Des croisiéristes français que l’on refuse de débarquer à Marseille : elle est pas belle, la vie de la technocratie !
Radassé dans son fauteuil, le bonhomme tétait sa bouffarde en lisant le journal lorsqu’on toque au carreau de sa porte. Il se lève, écarte de la main le rideau et jette un coup d’œil. Un quémandeur. Un de plus ! Il entrouvre et, avant même que le gars ait pu en placer une, lâche en grinçant : « Non ! Non ! Non ! On a déjà donné » et referme sa porte.
Le bonhomme s’appelle Pierre Dartout. Il ne fume pas la pipe, mais il est préfet des Bouches-du-Rhône. Le quémandeur – un raseur ! – répond au nom fleuri de Costa Deliziosa, un géant des mers de 300 mètres de long. À bord, 2.000 personnes, équipage inclus, sur le point de terminer un tour du monde de rêve de quatre mois. La pandémie a surpris tout ce petit monde en pleine mer, c’est dire si le confinement a été, sans le vouloir, parfaitement respecté. De fait, il n’y a aucun malade à bord. La croisière doit se terminer le 26 avril, à Venise.

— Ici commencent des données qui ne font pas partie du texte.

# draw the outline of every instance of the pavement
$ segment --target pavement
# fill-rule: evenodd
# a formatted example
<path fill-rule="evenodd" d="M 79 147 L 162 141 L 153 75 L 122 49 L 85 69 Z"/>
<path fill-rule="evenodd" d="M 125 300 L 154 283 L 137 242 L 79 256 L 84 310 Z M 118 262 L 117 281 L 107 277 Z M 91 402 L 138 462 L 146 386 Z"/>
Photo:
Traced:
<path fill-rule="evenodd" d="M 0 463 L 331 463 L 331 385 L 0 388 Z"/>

Devant le risque d’un débarquement en Italie, les 400 Français à bord ont demandé au croisiériste de les débarquer à Marseille. La requête est transmise au préfet des Bouches-du-Rhône. Réponse : « Non ! Non ! Non ! On a déjà donné » ! et il ferme son port.

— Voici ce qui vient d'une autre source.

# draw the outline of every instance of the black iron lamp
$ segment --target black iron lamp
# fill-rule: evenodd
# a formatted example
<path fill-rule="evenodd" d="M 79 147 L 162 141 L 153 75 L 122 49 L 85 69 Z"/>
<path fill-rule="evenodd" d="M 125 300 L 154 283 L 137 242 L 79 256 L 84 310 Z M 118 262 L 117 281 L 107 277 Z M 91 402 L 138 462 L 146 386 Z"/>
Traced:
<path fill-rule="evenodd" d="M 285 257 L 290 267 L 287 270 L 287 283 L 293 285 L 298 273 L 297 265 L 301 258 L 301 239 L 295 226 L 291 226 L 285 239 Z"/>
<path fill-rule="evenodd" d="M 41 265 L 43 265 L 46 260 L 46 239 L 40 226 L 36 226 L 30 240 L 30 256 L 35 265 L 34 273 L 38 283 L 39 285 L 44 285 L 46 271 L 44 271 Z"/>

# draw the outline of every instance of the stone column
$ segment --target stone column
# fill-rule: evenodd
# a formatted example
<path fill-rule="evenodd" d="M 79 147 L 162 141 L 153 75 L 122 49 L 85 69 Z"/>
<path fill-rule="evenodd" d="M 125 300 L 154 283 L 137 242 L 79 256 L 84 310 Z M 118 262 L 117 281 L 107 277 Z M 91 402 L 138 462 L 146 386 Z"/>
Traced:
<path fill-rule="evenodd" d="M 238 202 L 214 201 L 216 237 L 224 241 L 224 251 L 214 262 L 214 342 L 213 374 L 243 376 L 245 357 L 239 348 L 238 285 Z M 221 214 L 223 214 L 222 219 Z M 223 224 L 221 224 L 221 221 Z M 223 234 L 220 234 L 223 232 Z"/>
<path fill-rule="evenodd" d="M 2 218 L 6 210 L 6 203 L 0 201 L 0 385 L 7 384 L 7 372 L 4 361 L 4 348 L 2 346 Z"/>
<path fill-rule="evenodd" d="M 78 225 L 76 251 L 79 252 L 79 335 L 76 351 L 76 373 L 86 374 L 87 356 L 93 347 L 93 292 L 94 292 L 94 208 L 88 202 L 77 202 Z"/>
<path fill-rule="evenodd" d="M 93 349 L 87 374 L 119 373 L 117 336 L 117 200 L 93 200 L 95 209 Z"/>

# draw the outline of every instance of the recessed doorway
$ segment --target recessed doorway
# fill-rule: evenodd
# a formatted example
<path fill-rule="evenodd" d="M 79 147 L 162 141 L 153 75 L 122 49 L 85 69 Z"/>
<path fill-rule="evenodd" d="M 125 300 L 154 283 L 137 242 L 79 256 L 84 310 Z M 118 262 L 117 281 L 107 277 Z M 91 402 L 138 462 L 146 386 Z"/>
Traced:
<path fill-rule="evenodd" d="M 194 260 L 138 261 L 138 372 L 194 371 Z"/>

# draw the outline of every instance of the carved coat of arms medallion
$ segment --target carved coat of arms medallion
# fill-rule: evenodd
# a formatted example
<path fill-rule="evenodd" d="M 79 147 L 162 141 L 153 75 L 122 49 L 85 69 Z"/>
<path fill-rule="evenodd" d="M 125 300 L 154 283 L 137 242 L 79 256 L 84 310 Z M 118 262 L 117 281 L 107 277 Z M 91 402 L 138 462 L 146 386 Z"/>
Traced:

Abrité derrière le décret de fermeture des frontières, le préfet argue qu’il y a déjà dérogé pour faire accoster six navires de croisière depuis le 15 mars, alors ça va bien comme cela ! Ça, c’est le côté « On a déjà donné ».
Et puis, ajoute-t-il, cette compagnie n’a pas à se plaindre : on a déjà accueilli deux de ses bateaux. Ça, c’est le côté « Il en faut pour tout le monde ».

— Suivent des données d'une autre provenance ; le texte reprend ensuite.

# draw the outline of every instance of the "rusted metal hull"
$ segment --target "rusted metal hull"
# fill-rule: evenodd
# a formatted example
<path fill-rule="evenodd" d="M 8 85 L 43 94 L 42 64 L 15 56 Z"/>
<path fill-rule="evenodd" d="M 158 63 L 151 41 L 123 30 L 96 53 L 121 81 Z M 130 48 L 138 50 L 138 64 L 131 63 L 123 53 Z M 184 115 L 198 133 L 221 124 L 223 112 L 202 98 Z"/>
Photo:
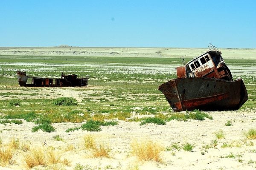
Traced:
<path fill-rule="evenodd" d="M 87 78 L 77 78 L 71 75 L 61 76 L 61 78 L 44 78 L 30 76 L 26 73 L 17 71 L 17 78 L 20 86 L 59 87 L 84 86 L 88 84 Z"/>
<path fill-rule="evenodd" d="M 248 99 L 241 79 L 226 81 L 207 78 L 175 79 L 158 87 L 175 112 L 236 110 Z"/>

Il poursuit en annonçant que trois navires de croisière arrivés avant le 15 mars sont toujours à quai et prennent la place. Ça, c’est le côté « J’ai pas l’intention de me bouger ! »
Enfin, il nous sert l’habituel brouet : « Ces opérations mobilisent déjà très fortement les forces de sécurité et les autorités sanitaires. Le centre de crise du ministère de l’Europe et des Affaires étrangères est pleinement mobilisé pour trouver une solution de débarquement rapide des passagers français dans les conditions de sécurité sanitaire qu’impose le contexte de la pandémie de Covid-19. » Ça, enfin, c’est le côté bras d’honneur ! Vous autres, là-haut, débrouillez-vous avec la patate chaude !
Quand on voit l’activisme forcené 24/24 des personnels soignants, partout, dans tous les hôpitaux, cliniques, dispensaires, laboratoires, les trésors d’imagination pour faire face, les logistiques improvisées en une nuit et mises en œuvre au petit matin, le dévouement de tous ces gens, et pas seulement médicaux, qui n’ont pas eu un jour de repos depuis deux mois, cette mobilisation totale des esprits et des muscles, quand on voit tout cela et que l’on regarde le bonhomme derrière son rideau, on est pris comme d’une sorte de rage, vous voyez...
Aux dernières nouvelles, le navire a accosté à Barcelone. Les Français seront rapatriés par mer jusqu’à Sète, puis transportés par la route à Montpellier. Cette ville, approchée par le préfet de l’Hérault, s’est mise en mesure de les accueillir.